Monday, March 18, 2024

Blooms and braids

Two days ago (Sat.) I decided to do something that has been on my Someday list for several years: go see the  famous cherry trees on the UW campus in their magnificent bloom.  I was very happy when Sweet Hubby surprised me by wanting to go with me.

We took the light rail (love love love not having to find parking!) and then strolled onto campus.  It was a magnificent day, the air so crisp and transparent, the mountains clear and white in the distance; just cool enough, just warm enough.  The trees were not quite at the height of their bloom, so I plan to go back a little later this week, but still, the sight even of the half-bloom was thrilling.

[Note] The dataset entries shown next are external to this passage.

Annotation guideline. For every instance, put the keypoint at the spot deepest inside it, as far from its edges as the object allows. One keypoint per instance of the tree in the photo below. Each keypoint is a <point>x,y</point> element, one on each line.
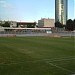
<point>74,24</point>
<point>58,24</point>
<point>69,25</point>
<point>6,24</point>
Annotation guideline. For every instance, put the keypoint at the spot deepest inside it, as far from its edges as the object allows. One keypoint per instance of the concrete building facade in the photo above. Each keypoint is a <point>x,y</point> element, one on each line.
<point>46,22</point>
<point>61,8</point>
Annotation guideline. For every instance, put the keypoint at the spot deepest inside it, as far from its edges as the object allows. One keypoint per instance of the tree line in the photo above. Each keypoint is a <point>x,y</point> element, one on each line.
<point>70,25</point>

From campus we walked back onto the main avenue and found an Indian restaurant we had never been to.  In honor of the cherry blossoms, this restaurant was serving cherry milk, so of course we had to try it.  Delicious.

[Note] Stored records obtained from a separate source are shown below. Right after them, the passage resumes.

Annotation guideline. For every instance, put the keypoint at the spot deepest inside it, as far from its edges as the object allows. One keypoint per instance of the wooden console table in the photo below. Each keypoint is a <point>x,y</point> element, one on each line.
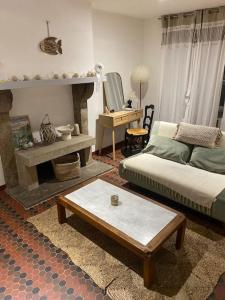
<point>116,119</point>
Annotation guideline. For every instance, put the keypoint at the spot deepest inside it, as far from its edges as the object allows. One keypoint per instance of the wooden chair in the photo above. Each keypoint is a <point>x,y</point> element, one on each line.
<point>137,138</point>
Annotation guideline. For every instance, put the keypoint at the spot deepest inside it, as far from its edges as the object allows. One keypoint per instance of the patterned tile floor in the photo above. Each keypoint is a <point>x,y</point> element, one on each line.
<point>31,267</point>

There was one sour note to the day.  As we were walking through the campus, one of the actors in my full length play (currently in rehearsals) called to say his wife had broken her leg and he felt he needed to drop out of the play in order to take care of her.  The director and I were immediately in touch about re-casting that role, and already had some strong ideas.  However, later that day, one of the actresses also dropped out because of an increased workload.  So now the production of the play is being postponed until an unknown time in what I hope will be the not too distant future.  The director and I are not giving up, but I know he's feeling pretty down right now.  I'm actually okay about it because I trust that it's still going to happen, and maybe be even better than it would have been this time around.

One funny note from the day: At some point, I caught a glimpse of myself in a window.  I had worn my hair in braids that came down over my ears along my face, these ridiculously long braids.  I had my sweatshirt tied around my waist and a daypack on my back.  And I suddenly saw that I looked like an eccentric old lady, which made me laugh and laugh and laugh.  No one had treated me as either eccentric nor old all day, and I don't really care much any more what other people think.   But I did get a sense of seeing myself as others might, and thought I looked marvelously absurd and silly.  As I was laughing, I could barely choke out to  SH "How could you let me leave the house like this?"  He was much too diplomatic to respond, but I saw a wry smile which confirmed in my mind that he, too, had thought I looked silly but would never say anything and loved me anyway.